No sabemos.           

MUCHACHA 2.ª     

¿Qué contáis de la boda?

MUCHACHA 1.ª     

Dime.

SUEGRA     

 (Seca.)

Nada.

MUJER         

Quiero volver para saberlo todo. 

SUEGRA     

 (Enérgica.)

Tú, a tu casa.          

Valiente y sola en tu casa.

A envejecer y a llorar.        

Pero la puerta cerrada.      

Nunca. Ni muerto ni vivo.  

Clavaremos las ventanas.

Y vengan lluvias y noches

sobre las hierbas amargas.          

MUJER         

¿Qué habrá pasado?

SUEGRA     

No importa.

Échate un velo en la cara.

Tus hijos son hijos tuyos   

nada más. Sobre la cama 

pon una cruz de ceniza    

donde estuvo su almohada.         

(Salen.)

MENDIGA    

 (A la puerta.)

Un pedazo de pan, muchachas.

NIÑA 

¡Vete!

(Las muchachas se agrupan.)

MENDIGA    

¿Por qué?

NIÑA 

Porque tú gimes: vete.

MUCHACHA 1.ª     

¡Niña!

MENDIGA    

¡Pude pedir tus ojos! Una nube  

de pájaros me sigue; ¿quieres uno?     

NIÑA 

¡Yo me quiero marchar!

MUCHACHA 2.ª     

 (A la MENDIGA.)

¡No le hagas caso!

MUCHACHA 1.ª     

¿Vienes por el camino del arroyo?         

MENDIGA    

Por allí vine.

MUCHACHA 1.ª     

 (Tímida.)

¿Puedo preguntarte?

MENDIGA    

Yo los vi; pronto llegan: dos torrentes    

quietos al fin entre las piedras grandes,

dos hombres en las patas del caballo.  

Muertos en la hermosura de la noche.  

 (Con delectación.)

Muertos, sí, muertos.

MUCHACHA 1.ª     

¡Calla, vieja, calla!

MENDIGA    

Flores rotas los ojos, y sus dientes        

dos puñados de nieve endurecida.        

Los dos cayeron, y la novia vuelve        

teñida en sangre falda y cabellera.        

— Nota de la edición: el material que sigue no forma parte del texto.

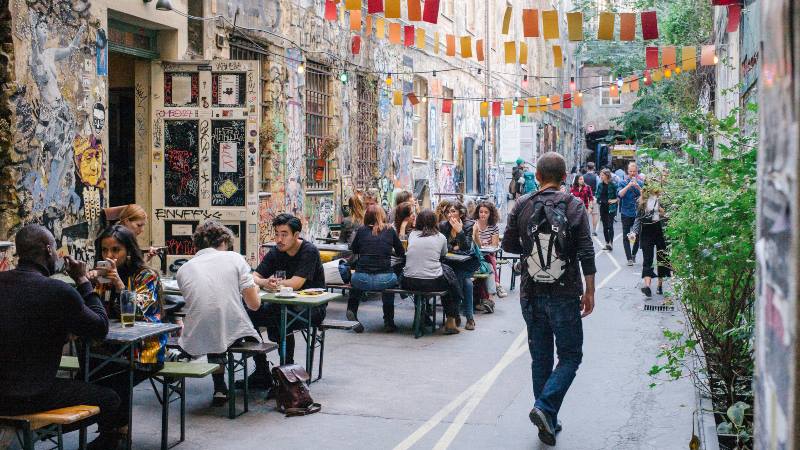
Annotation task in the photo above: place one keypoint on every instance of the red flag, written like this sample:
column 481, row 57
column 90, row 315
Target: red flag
column 651, row 57
column 374, row 6
column 447, row 106
column 409, row 42
column 431, row 13
column 734, row 16
column 330, row 11
column 496, row 106
column 567, row 100
column 649, row 25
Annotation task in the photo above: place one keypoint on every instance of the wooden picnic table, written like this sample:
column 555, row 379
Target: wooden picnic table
column 289, row 316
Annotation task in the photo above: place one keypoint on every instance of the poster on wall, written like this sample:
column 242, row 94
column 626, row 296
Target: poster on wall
column 181, row 167
column 227, row 163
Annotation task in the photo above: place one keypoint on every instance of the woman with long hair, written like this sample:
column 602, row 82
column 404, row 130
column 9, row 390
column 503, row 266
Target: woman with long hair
column 373, row 245
column 458, row 231
column 649, row 226
column 128, row 272
column 486, row 233
column 424, row 270
column 607, row 199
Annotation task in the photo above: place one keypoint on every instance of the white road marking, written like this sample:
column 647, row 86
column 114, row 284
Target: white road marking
column 520, row 342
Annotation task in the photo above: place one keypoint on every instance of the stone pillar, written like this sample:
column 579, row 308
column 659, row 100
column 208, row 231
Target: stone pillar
column 776, row 380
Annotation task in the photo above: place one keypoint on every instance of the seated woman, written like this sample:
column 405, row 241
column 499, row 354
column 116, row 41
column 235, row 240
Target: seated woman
column 117, row 245
column 458, row 231
column 486, row 233
column 213, row 284
column 373, row 245
column 424, row 270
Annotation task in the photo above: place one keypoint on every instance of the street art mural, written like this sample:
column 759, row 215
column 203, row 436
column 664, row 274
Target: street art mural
column 58, row 161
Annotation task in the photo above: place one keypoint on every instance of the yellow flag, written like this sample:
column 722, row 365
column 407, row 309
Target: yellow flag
column 558, row 59
column 511, row 52
column 506, row 20
column 605, row 28
column 575, row 26
column 550, row 24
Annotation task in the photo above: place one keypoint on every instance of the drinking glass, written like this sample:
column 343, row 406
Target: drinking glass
column 127, row 307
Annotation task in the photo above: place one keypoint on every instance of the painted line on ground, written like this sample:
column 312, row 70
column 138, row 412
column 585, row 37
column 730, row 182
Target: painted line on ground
column 519, row 342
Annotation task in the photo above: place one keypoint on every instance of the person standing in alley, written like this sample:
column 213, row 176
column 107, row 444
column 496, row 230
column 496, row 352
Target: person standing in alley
column 629, row 193
column 552, row 296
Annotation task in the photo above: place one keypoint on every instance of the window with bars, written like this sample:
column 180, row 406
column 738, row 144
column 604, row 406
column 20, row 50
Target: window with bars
column 605, row 92
column 246, row 52
column 319, row 173
column 421, row 119
column 367, row 133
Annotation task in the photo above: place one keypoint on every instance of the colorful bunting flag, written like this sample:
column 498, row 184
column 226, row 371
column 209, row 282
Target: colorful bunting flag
column 605, row 27
column 374, row 6
column 649, row 25
column 392, row 9
column 550, row 24
column 668, row 57
column 651, row 57
column 506, row 20
column 466, row 47
column 558, row 59
column 530, row 22
column 575, row 26
column 409, row 40
column 627, row 26
column 414, row 11
column 688, row 58
column 511, row 52
column 734, row 16
column 431, row 13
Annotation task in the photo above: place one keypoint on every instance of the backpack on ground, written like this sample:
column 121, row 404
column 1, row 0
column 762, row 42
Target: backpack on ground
column 548, row 232
column 292, row 395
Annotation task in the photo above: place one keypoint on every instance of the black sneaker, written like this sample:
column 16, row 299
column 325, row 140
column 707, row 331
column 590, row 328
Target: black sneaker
column 351, row 316
column 546, row 432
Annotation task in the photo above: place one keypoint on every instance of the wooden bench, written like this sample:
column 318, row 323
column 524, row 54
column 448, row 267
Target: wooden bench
column 47, row 424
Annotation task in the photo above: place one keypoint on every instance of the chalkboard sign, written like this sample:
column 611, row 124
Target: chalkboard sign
column 227, row 163
column 180, row 164
column 178, row 237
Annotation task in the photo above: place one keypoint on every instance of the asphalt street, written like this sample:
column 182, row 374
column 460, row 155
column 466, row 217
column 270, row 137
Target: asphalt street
column 472, row 390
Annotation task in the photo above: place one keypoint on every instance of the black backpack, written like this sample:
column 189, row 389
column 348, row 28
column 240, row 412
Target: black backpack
column 549, row 234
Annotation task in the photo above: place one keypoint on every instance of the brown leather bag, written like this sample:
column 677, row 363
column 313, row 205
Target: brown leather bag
column 291, row 394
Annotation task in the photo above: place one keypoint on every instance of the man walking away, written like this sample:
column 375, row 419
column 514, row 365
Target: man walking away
column 629, row 193
column 552, row 296
column 591, row 180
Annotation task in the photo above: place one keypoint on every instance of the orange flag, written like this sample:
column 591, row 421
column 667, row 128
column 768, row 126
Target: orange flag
column 627, row 26
column 414, row 11
column 530, row 22
column 550, row 24
column 466, row 47
column 605, row 28
column 575, row 26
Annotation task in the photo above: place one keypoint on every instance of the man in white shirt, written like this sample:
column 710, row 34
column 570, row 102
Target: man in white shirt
column 213, row 284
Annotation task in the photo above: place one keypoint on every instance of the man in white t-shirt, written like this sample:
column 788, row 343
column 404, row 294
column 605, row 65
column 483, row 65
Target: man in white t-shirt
column 213, row 284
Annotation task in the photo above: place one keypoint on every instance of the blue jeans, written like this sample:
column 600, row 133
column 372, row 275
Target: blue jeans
column 467, row 303
column 552, row 319
column 373, row 282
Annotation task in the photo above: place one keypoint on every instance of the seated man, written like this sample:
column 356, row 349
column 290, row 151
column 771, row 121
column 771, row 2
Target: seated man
column 213, row 284
column 300, row 260
column 40, row 314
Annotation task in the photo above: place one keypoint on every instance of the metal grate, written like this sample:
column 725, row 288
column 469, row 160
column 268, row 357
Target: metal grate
column 245, row 51
column 659, row 308
column 367, row 133
column 319, row 173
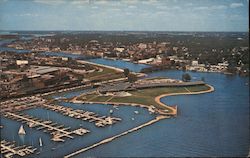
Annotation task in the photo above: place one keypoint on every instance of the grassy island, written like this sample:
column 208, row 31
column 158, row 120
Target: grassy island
column 148, row 97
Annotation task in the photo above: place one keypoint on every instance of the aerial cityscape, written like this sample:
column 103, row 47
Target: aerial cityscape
column 125, row 78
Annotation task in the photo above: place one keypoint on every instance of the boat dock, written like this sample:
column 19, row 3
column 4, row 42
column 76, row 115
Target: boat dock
column 9, row 150
column 58, row 132
column 100, row 121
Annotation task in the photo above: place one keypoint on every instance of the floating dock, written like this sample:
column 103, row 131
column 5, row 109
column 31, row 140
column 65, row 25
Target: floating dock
column 100, row 121
column 9, row 150
column 58, row 132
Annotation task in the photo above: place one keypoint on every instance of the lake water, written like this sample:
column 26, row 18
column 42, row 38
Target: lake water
column 211, row 124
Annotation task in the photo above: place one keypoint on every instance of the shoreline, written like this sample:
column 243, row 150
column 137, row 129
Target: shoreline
column 158, row 98
column 149, row 107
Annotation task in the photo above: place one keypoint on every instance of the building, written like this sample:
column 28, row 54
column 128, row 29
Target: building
column 195, row 63
column 22, row 62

Cubiertos con dos mantas ellos vienen

sobre los hombros de los mozos altos.  

Así fue; nada más. Era lo justo.  

Sobre la flor del oro, sucia arena.          

(Se va. Las muchachas inclinan la cabeza y rítmicamente van saliendo.)

MUCHACHA 1.ª     

Sucia arena.

MUCHACHA 2.ª     

Sobre la flor del oro.          

NIÑA 

Sobre la flor del oro

traen a los novios del arroyo.       

Morenito el uno, morenito el otro.

¡Qué ruiseñor de sombra vuela y gime  

sobre la flor del oro!           

(Se va. Queda la escena sola. Aparece la MADRE con una VECINA. La VECINA viene llorando.)

MADRE.-  Calla.

VECINA.-  No puedo.

MADRE.-  Calla, he dicho.  (En la puerta.) ¿No hay nadie aquí?  (Se lleva las manos a la frente.)  Debía contestarme mi hijo. Pero mi hijo es ya un brazado de flores secas. Mi hijo es ya una voz oscura detrás de los montes.   (Con rabia, a la VECINA.)  ¿Te quieres callar? No quiero llantos en esta casa. Vuestras lágrimas son lágrimas de los ojos nada más, y las mías vendrán cuando yo esté sola, de las plantas de los pies, de mis raíces, y serán más ardientes que la sangre.

VECINA.-  Vente a mi casa; no te quedes aquí.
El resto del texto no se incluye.